Collaborative research from Sanford Burnham Prebys and the Osaka International Cancer Institute illuminates how mannose, a sugar integral to many human physiological processes and known to restrict cancer cell growth, could enhance cancer treatment.

The study, published in eLife, suggests that mannose could complement other cancer treatments.

Hudson Freeze, Ph.D., the study’s co-author and director of the Human Genetics Program at Sanford Burnham Prebys, says, “This sugar could give cancer an extra punch alongside other treatments.

“And because mannose is found throughout the body naturally, it could improve cancer treatment without any undesirable side effects.”

Mannose is a type of sugar that the body attaches to proteins to maintain their structure and facilitate their interaction with other molecules. This process, known as glycosylation, is vital for life. Glycosylation disorders can lead to rare, yet often lethal, human diseases.

“It’s been known for more than a century that mannose is lethal to honeybees because they can’t process it like humans do—it’s known as ‘honeybee syndrome,” explains Freeze. “We wanted to see if there is any relationship between honeybee syndrome and the anti-cancer properties of mannose, which could lead to an entirely new approach to combat cancer.” 

Although previous studies have indicated that mannose can inhibit the growth of various cancers in the laboratory, the mechanism behind this phenomenon is not yet fully understood. To deepen their understanding, the researchers explored an interesting attribute of mannose discovered in an unlikely candidate: honeybees.

The researchers used genetically modified human fibrosarcoma cancer cells—a rare cancer that affects connective tissue—to emulate honeybee syndrome. They discovered that without the necessary enzyme to metabolize mannose, cells reproduced slowly and became significantly more susceptible to chemotherapy.

Freeze elaborates, “We found that triggering honeybee syndrome in these cancer cells made them unable to synthesize the building blocks of DNA and replicate normally. This helps explain the anti-cancer effects of mannose that have we’ve observed in the lab.” 

While exploiting honeybee syndrome could offer a promising supplementary cancer treatment, the researchers warn that this effect relies on crucial metabolic processes. Therefore, further research is required to identify which cancer types would be most sensitive to mannose.

Freeze concludes, “If we can find cancers that have a low activity of the enzyme that processes mannose, treating them with mannose could give just enough of a nudge to make chemotherapy more effective.
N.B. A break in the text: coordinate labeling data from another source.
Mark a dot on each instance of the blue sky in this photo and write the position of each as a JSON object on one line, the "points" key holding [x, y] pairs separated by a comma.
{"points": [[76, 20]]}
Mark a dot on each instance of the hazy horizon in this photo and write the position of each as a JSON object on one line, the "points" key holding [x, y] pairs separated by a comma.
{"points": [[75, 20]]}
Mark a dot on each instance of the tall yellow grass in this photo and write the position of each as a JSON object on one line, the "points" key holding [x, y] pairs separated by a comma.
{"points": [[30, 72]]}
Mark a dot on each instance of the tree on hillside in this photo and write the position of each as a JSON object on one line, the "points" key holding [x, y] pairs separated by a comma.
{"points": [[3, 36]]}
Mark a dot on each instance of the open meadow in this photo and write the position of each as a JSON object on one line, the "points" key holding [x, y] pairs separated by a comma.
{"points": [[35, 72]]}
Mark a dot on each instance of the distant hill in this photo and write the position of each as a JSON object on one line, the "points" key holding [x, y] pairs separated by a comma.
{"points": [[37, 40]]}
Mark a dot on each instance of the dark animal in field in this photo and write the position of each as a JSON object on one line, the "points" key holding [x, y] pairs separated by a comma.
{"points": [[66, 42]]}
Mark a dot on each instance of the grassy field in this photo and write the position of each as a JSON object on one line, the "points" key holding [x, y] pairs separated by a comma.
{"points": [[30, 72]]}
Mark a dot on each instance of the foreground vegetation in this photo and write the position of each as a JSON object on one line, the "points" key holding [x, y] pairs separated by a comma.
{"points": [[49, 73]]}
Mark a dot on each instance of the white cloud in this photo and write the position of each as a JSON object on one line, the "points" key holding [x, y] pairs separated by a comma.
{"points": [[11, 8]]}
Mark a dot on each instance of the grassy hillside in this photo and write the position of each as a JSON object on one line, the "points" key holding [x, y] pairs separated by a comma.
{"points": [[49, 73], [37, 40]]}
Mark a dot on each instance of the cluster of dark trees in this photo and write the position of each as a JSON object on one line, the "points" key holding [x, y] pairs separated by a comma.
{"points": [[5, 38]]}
Many people assume that you always discover treatments in response to the disease, but sometimes you find biology that could be useful for treatment and then have to find the disease to match it.”

Meanwhile, this study underscores the untapped potential of glycosylating sugars in cancer treatment, an area still in its early stages of research.

Freeze adds, “The glycobiology of sugar metabolism within cancer cells is still an unexplored frontier, and it could be an untapped treasure trove of potential treatments just waiting to be discovered.”